Table of Contents
- Why I built it
- One-Click Setup
- Early Technical Decisions
- Architecture Overview
- QEMU VM — Giving the AI a Body
- Agent Loop — The 2-Phase Structure
- Multi-Model Tool Call Parser
- 3-Tier Memory
- Tool System and Self-Evolution
- Host Security — Tier 1/2 Model
- Desktop Client
- Multi-Client
- AI Evolving AI — The Test-Driven Evolution Loop
- Retrospective
1. Why I built it
My day job involves building simulation software at a semiconductor company. In early 2025, while developing "Vibe Simulation" software utilizing LLMs, I really started to feel the potential of AI agents.
Then, trying the Antigravity + Opus 4.6 combo at home totally blew my mind (I can't use it at work due to strict security policies...). Watching the AI write code, debug, and even seamlessly refactor made me wonder, "What if I expanded this into my daily life?" Combine that with the buzz around OpenClaw in the community—which the creator apparently built in just 10 days—and I was shocked once again.
The catch? OpenClaw is Mac-only, so I couldn't even try it. That got me thinking:
"The Lunar New Year holiday is pretty long... Why don't I build a local AI Agent for Windows users?"
I started this on February 13th, and it's been 9 days. This post is a record of the technical decisions and the struggles I went through during the process.
From the start, I laid down a few core principles:
- One-click setup.
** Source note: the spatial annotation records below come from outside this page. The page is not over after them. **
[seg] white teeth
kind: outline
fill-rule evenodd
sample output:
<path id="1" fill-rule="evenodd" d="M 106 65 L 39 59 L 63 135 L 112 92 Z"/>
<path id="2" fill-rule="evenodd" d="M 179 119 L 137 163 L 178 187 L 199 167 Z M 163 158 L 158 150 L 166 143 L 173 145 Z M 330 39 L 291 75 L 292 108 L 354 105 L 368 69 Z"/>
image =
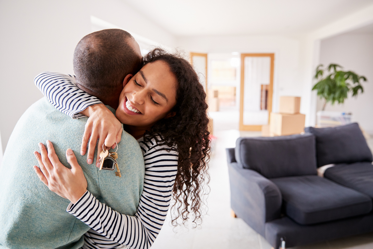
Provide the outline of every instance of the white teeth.
<path id="1" fill-rule="evenodd" d="M 127 106 L 127 108 L 131 112 L 133 112 L 135 113 L 140 113 L 140 112 L 138 111 L 131 106 L 131 105 L 129 103 L 129 101 L 128 100 L 127 100 L 127 102 L 126 102 L 126 106 Z"/>

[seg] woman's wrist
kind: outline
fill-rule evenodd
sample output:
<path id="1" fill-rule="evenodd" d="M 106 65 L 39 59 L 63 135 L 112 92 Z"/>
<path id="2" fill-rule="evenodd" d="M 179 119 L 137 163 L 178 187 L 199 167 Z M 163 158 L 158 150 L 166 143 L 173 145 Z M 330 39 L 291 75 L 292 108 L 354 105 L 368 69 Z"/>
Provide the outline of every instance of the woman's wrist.
<path id="1" fill-rule="evenodd" d="M 96 104 L 91 106 L 90 106 L 85 108 L 79 113 L 85 115 L 87 117 L 90 117 L 93 113 L 97 111 L 98 110 L 102 110 L 103 108 L 106 108 L 106 107 L 102 103 Z"/>
<path id="2" fill-rule="evenodd" d="M 69 197 L 69 200 L 73 204 L 75 204 L 82 197 L 85 192 L 87 192 L 87 189 L 82 189 L 79 191 L 74 190 L 74 193 Z"/>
Users with no technical background should be able to set up the entire environment with a single click. They shouldn't have to open a terminal at all.
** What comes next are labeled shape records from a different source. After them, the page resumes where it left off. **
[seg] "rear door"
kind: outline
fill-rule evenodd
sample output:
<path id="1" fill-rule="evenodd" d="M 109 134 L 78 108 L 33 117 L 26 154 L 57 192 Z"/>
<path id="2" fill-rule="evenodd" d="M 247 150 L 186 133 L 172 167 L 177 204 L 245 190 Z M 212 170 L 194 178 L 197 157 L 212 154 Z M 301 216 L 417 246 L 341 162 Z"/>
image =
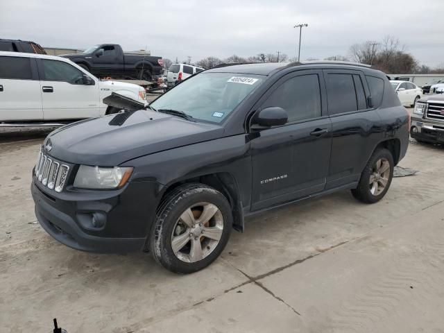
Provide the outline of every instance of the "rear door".
<path id="1" fill-rule="evenodd" d="M 68 62 L 52 59 L 39 60 L 45 120 L 99 116 L 99 85 L 84 85 L 83 72 Z"/>
<path id="2" fill-rule="evenodd" d="M 250 142 L 252 210 L 322 191 L 332 137 L 321 70 L 297 71 L 280 79 L 257 110 L 280 107 L 288 123 L 260 131 Z"/>
<path id="3" fill-rule="evenodd" d="M 42 119 L 35 59 L 0 56 L 0 121 Z"/>
<path id="4" fill-rule="evenodd" d="M 328 69 L 324 70 L 324 78 L 333 136 L 328 189 L 359 180 L 379 140 L 381 121 L 368 106 L 370 92 L 361 71 Z M 377 108 L 379 96 L 372 99 Z"/>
- Zero extra cost. The moment an API costs money, it becomes a massive barrier for average users. Everything must run entirely on local LLMs.
- Standard specs. It needs to run on 8GB of VRAM. I've personally verified it runs on an old GTX 2080.
- Privacy. Emails, schedules, and personal files must never leave the machine.
- Memory. It must remember yesterday's conversation today, even if the session ends.
2. One-Click Setup
setup_env.ps1 (751 lines) is the longest script in this entire project. The user only needs to do three things:
- Double-click
install.bat - Select a model (Choose from 1~7. It shows recommendations based on your GPU)
- Wait ☕
Everything else is fully automated:
nvidia-smi automatic detection: It reads your GPU VRAM to recommend a model. If you have 5GB, it suggests a Q4 model; 10GB gets Q8; 24GB gets a 30B model. If you just press default (Option #1), it works perfectly even on 5GB VRAM. Verified on a GTX 2080.
🎬 Video: One-Click Setup (install.bat → Model Selection → Full Process Timelapse)
3. Early Technical Decisions
During the first two days of the project, the thing I agonized over the most was "What should I use to build the AI's body?" Most AI assistants just talk. That's a chatbot, not an assistant.
A real assistant should be able to create files, run commands, and spin up a scheduler.
Docker vs QEMU
Initially, I obviously thought of Docker. But the moment the target audience became "average Windows users", Docker was out of the question. Enabling Hyper-V, installing WSL, installing Docker Desktop... This process cannot be reduced to a simple "click".
QEMU was different. One line, winget install qemu, is all it takes, and you can spin up a VM with a single executable. More importantly, it established a golden formula: One Linux image file = the entire AI assistant. When moving to another PC, you just copy ubuntu.qcow2.
Struggle Note: QEMU cannot handle paths with spaces or Korean characters. I wasted half a day trying to figure out why the VM wouldn't even start in paths like C:\Users\이름\projects. I ended up fixing it by writing a _short_path() function that converts the path into the Windows 8.3 short path format (C:\USERS\NAMHY~1).
Why Local LLMs?
If you use GPT or Claude, the performance is undeniably amazing. However, it completely violates Principle #2 (Zero Cost) and Principle #4 (Privacy). Having my personal emails bounce through OpenAI's servers is something I fundamentally wanted to avoid.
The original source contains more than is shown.